The Facility includes covenants limiting liens, dispositions, fundamental changes, investments, indebtedness, and certain transactions and payments. In addition, the Facility also requires that the Company maintain the following three financial covenants, which are described in Note 16, “Subsequent Events,” to the Consolidated Financial Statements set forth in the Company’s Annual Report on Form 10-K for 2010: (1) a fixed charge coverage ratio; (2) a leverage ratio; and (3) a consolidated net worth test. The Company was in compliance with all covenants as of April 30, 2011.
As of April 30, 2011, the total outstanding amount under the Facility in the form of cash borrowings was $396.0 million. Available credit under the line of credit was up to $146.9 million at April 30, 2011. The Company’s ability to draw down available amounts under its line of credit is subject to compliance with the covenants described above.
Interest Rate Swaps
On February 19, 2009, the Company entered into a two-year interest rate swap agreement with an underlying notional amount of $100.0 million, pursuant to which the Company received variable interest payments based on LIBOR and paid fixed interest at a rate of 1.47%. This interest rate swap expired on February 19, 2011. During the life of this interest rate swap, the critical terms of the swap matched the terms of the debt, which resulted in no hedge ineffectiveness.

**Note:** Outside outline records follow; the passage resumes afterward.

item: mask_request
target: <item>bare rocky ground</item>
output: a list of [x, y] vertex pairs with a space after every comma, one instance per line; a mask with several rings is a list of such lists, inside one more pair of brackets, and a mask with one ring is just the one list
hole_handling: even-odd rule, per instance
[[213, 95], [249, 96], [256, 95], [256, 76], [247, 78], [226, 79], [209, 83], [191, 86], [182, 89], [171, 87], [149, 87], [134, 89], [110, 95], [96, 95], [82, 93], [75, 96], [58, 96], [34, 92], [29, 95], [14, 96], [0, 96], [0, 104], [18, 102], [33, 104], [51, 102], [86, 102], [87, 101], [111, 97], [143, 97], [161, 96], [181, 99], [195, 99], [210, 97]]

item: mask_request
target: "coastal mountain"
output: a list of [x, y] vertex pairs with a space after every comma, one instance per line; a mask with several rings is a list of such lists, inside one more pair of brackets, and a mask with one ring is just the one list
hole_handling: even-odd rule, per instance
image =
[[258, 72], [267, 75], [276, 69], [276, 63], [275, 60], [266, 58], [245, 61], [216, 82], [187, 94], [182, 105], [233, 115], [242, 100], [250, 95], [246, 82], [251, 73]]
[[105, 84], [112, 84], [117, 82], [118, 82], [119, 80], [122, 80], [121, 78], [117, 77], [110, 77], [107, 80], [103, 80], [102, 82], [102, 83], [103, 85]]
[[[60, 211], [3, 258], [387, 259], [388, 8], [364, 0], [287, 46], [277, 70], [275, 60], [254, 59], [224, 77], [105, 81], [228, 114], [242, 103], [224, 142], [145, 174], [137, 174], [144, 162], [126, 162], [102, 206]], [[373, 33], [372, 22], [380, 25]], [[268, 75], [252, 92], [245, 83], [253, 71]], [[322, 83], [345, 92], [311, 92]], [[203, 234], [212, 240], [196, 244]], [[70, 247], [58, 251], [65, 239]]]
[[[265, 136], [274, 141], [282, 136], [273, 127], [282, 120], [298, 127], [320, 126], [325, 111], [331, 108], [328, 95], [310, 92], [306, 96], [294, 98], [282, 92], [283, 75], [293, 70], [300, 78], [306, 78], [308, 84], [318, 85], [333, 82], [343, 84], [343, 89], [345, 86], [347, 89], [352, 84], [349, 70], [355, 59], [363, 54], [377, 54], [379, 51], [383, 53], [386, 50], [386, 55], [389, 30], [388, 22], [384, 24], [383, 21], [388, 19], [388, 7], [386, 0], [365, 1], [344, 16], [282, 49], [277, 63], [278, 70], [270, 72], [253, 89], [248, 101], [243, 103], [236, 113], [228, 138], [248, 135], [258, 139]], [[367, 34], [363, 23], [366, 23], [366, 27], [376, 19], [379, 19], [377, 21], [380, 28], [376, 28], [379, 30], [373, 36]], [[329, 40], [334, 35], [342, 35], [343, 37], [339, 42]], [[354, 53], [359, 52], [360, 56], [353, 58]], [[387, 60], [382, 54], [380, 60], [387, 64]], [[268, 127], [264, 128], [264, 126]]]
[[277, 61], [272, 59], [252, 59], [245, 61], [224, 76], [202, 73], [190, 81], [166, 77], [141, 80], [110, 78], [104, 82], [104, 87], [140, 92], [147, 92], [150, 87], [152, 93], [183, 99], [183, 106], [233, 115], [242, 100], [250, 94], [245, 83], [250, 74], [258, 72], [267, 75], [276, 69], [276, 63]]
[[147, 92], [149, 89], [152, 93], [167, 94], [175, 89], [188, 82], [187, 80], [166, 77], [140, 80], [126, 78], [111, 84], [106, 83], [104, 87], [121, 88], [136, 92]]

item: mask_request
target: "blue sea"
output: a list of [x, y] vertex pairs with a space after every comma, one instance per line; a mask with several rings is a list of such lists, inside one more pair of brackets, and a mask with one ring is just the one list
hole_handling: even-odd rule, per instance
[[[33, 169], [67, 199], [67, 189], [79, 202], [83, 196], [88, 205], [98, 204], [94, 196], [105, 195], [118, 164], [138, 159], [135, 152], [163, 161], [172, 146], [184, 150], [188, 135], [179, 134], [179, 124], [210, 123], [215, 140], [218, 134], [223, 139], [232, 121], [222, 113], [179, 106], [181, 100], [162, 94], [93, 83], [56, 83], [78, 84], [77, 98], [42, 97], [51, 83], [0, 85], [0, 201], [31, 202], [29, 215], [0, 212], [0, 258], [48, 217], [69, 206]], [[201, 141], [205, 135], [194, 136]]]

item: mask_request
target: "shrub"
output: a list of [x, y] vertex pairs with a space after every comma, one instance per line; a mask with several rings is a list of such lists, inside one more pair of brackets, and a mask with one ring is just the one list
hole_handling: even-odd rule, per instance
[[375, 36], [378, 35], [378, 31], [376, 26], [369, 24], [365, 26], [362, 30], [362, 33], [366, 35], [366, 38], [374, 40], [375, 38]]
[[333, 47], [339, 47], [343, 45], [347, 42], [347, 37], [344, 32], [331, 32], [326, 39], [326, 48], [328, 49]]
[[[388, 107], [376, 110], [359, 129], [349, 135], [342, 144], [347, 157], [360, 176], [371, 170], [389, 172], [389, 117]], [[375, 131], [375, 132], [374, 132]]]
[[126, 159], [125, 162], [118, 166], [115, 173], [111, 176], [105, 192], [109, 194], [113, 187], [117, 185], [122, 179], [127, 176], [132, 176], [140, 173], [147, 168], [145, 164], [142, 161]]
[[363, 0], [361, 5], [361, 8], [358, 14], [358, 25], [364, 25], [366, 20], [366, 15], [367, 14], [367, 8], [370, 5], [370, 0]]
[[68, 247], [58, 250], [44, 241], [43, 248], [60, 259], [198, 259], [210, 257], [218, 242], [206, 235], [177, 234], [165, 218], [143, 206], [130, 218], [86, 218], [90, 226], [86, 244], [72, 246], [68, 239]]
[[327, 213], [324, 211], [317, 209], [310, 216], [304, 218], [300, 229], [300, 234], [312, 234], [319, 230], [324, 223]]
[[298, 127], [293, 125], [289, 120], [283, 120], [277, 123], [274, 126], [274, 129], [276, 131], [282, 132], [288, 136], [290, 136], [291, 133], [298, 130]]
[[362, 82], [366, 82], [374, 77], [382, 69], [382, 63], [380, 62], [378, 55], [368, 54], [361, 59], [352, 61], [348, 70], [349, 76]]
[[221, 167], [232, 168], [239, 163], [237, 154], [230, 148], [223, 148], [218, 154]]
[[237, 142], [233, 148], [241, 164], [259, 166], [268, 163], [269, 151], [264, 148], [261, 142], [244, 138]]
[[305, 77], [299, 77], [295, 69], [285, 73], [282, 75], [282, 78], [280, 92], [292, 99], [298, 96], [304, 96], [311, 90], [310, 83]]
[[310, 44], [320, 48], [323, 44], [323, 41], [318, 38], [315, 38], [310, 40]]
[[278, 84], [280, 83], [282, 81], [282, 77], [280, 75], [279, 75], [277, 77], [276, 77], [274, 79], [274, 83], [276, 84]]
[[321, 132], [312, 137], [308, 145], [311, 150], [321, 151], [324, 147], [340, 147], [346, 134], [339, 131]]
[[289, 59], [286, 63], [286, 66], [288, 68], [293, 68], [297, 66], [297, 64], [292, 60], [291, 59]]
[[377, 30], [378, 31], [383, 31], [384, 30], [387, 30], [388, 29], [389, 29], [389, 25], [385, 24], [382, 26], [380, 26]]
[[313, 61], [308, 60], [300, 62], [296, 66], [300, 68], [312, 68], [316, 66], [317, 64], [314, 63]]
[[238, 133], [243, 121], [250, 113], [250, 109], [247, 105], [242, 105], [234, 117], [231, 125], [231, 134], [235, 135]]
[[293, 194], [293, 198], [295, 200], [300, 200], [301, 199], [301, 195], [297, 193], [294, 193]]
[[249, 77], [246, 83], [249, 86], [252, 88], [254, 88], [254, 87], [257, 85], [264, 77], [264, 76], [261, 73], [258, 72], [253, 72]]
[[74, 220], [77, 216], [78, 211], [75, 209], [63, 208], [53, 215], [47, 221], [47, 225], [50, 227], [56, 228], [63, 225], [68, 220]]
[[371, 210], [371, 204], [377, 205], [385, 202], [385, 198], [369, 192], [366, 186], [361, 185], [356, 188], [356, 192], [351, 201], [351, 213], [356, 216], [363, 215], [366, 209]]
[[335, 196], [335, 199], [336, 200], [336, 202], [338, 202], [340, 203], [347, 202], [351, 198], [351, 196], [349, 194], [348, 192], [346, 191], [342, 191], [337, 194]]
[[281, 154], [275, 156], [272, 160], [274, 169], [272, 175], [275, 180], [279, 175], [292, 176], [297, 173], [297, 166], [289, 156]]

On October 19, 2010, the Company entered into a three-year forward starting interest rate swap agreement with an underlying notional amount of $25.0 million, pursuant to which the Company receives variable interest payments based on LIBOR and pays fixed interest at a rate of 0.89%. The effective date of this hedge was February 24, 2011. This swap is intended to hedge the interest risk associated with the Company’s forecasted floating-rate, LIBOR-based debt. As of April 30, 2011, the critical terms of the swap matched the terms of the debt, resulting in no hedge ineffectiveness. On an ongoing basis (no less than once each quarter), the Company assesses whether its LIBOR-based interest payments are probable of being paid during the life of the hedging relationship. The Company also assesses the counterparty credit risk, including credit ratings and potential non-performance of the counterparty, when determining the fair value of the swap.
As of April 30, 2011, the fair value of the remaining interest rate swap was $0.2 million, which was included in other investments and long-term receivables on the accompanying condensed consolidated balance sheet. The effective portion of this cash flow hedge is recorded within accumulated other comprehensive loss and reclassified into interest expense in the same period during which the hedged transactions affect earnings. Any ineffective portion of the hedge is recorded immediately to interest expense. No ineffectiveness existed at April 30, 2011. The amount included in accumulated other comprehensive loss is $0.2 million ($0.1 million, net of taxes) at April 30, 2011.